Les bras tendus derrière le dos, tandis que les médias se pressaient autour du nouvel espoir français Paul Seixas, Alaphilippe restait assis, le regard perdu dans le vide. C'était presque un moment symbolique, une sorte de passage de témoin, qui prenait une signification encore plus grande compte tenu de sa retraite soudaine du cyclisme.

Lorsqu'il s'est finalement adressé aux journalistes, toujours assis sur l'asphalte, Julian semblait avoir déjà pris sa décision : « Je ne pense pas à demain. Je ne pense à rien. Tout ce que je veux, c'est serrer mon fils dans mes bras », a-t-il dit doucement.

Il a laissé entendre, à plusieurs reprises et avec plus ou moins d'ambiguïté, que ce serait son dernier Tour de France. Et il a fait une remarque qui annonçait déjà ce qui allait se produire par la suite.


« Non, non. Il n'y a plus de plaisir », a-t-il déclaré à propos de son expérience sur ce Tour. « C'est bon, c'est fini. Il est temps d'arrêter quand il n'y a plus de plaisir. »

Ainsi, Julian Alaphilippe a tiré sa révérence. Le temps n'attend personne, et l'un des coureurs les plus spectaculaires de ces dernières années nous a quittés.

Dans les 24 heures qui ont séparé les premières rumeurs de la retraite d'Alaphilippe de l'annonce officielle, les réseaux sociaux ont été inondés d'hommages, non seulement de la part des fans, mais aussi des organisateurs de courses, des commentateurs et des autres coureurs. L'information n'était même pas encore confirmée, et pourtant, personne ne pouvait s'empêcher de témoigner son respect et son admiration pour un coureur qui a marqué les esprits comme peu d'autres.

Si les adieux d'Alaphilippe ont suscité une réaction aussi massive , c'est probablement dû à l'émotion qu'il procurait aux gens.

Alaphilippe était une véritable décharge d'énergie . Tel un éclair dans un ciel électrisant, il électrisait les spectateurs par des éclairs de puissance et d'éclat.
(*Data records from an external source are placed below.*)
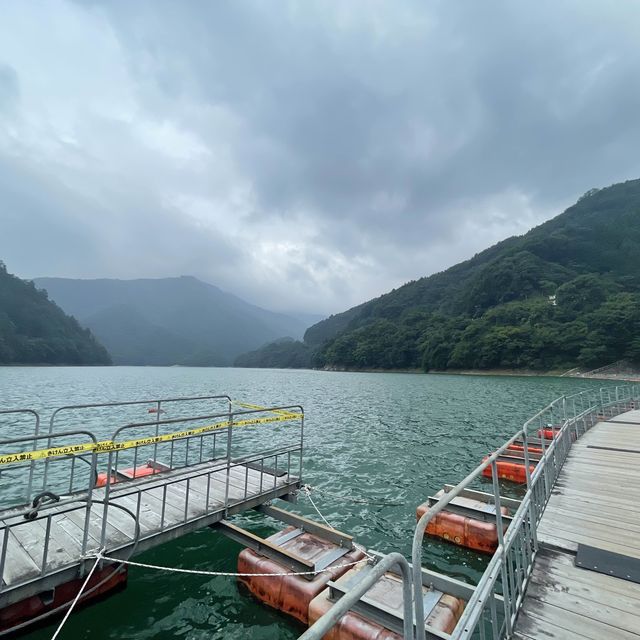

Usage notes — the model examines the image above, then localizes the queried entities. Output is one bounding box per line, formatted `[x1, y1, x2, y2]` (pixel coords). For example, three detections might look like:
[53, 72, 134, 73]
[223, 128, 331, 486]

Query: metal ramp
[0, 396, 304, 609]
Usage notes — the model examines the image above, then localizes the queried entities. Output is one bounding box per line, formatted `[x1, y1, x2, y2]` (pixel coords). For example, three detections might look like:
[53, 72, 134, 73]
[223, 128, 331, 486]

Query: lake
[0, 367, 613, 640]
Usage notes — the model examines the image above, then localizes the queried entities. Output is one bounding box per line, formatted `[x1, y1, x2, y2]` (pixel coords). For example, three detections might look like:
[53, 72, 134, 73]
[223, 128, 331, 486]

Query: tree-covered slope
[240, 180, 640, 369]
[0, 262, 111, 365]
[35, 276, 305, 366]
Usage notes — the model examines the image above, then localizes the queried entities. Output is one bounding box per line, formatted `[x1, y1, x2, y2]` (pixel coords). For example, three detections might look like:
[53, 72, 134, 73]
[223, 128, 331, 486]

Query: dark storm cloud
[0, 0, 640, 311]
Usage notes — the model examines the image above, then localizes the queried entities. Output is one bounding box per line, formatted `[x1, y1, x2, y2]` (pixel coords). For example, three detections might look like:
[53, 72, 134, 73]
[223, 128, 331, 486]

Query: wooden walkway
[0, 461, 299, 608]
[513, 410, 640, 640]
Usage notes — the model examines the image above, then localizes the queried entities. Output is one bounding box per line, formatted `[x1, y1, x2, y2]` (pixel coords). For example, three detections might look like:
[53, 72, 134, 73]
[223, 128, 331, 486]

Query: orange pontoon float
[416, 489, 509, 553]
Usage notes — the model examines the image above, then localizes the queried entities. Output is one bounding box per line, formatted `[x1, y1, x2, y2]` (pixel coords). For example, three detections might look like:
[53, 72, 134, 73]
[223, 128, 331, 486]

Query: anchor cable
[51, 547, 104, 640]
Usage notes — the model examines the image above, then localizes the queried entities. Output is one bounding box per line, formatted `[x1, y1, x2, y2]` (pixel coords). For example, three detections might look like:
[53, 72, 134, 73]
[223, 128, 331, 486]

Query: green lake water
[0, 367, 616, 640]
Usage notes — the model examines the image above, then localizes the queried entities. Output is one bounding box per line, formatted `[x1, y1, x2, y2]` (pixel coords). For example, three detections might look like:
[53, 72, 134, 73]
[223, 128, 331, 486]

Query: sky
[0, 0, 640, 314]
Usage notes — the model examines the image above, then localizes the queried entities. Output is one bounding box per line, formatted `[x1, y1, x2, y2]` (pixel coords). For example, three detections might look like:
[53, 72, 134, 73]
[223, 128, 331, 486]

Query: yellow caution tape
[0, 411, 302, 465]
[233, 400, 300, 418]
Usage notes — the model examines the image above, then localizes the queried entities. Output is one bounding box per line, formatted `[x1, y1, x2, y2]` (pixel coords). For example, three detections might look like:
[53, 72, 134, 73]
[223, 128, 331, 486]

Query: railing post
[522, 429, 544, 551]
[224, 406, 233, 518]
[491, 460, 511, 637]
[100, 451, 113, 549]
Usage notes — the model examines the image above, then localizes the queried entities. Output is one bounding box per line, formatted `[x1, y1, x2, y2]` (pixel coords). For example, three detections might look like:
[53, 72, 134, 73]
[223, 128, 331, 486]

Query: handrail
[412, 385, 640, 640]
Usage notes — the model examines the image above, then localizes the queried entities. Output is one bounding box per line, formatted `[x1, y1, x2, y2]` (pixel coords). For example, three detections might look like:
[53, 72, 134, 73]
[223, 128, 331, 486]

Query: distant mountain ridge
[0, 262, 111, 365]
[235, 180, 640, 370]
[34, 276, 312, 366]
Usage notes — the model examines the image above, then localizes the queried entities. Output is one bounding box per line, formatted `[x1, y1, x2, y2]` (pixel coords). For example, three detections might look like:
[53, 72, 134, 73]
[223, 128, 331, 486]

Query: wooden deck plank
[0, 461, 297, 598]
[514, 410, 640, 640]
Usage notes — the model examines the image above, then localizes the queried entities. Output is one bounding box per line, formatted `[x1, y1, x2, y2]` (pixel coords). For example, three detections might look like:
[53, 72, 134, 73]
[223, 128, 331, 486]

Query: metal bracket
[255, 504, 354, 551]
[429, 496, 512, 524]
[211, 520, 316, 580]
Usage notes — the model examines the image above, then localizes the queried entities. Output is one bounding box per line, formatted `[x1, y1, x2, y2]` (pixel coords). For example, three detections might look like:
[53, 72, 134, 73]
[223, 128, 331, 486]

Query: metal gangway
[300, 385, 640, 640]
[0, 395, 304, 610]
Difficile d'imaginer un autre pilote capable de créer un lien aussi viscéral avec le public. Il ne se contentait pas de vous tenir en haleine : il vous transportait à travers l'écran, vous plongeant au cœur de la course.



Le palmarès d'Alaphilippe regorge de moments forts, depuis la manière dont il a illuminé le Tour de France 2019 avec ces 14 jours en maillot jaune, jusqu'aux moments moins heureux comme la Liège-Bastogne-Liège qu'il a gâchée en 2020.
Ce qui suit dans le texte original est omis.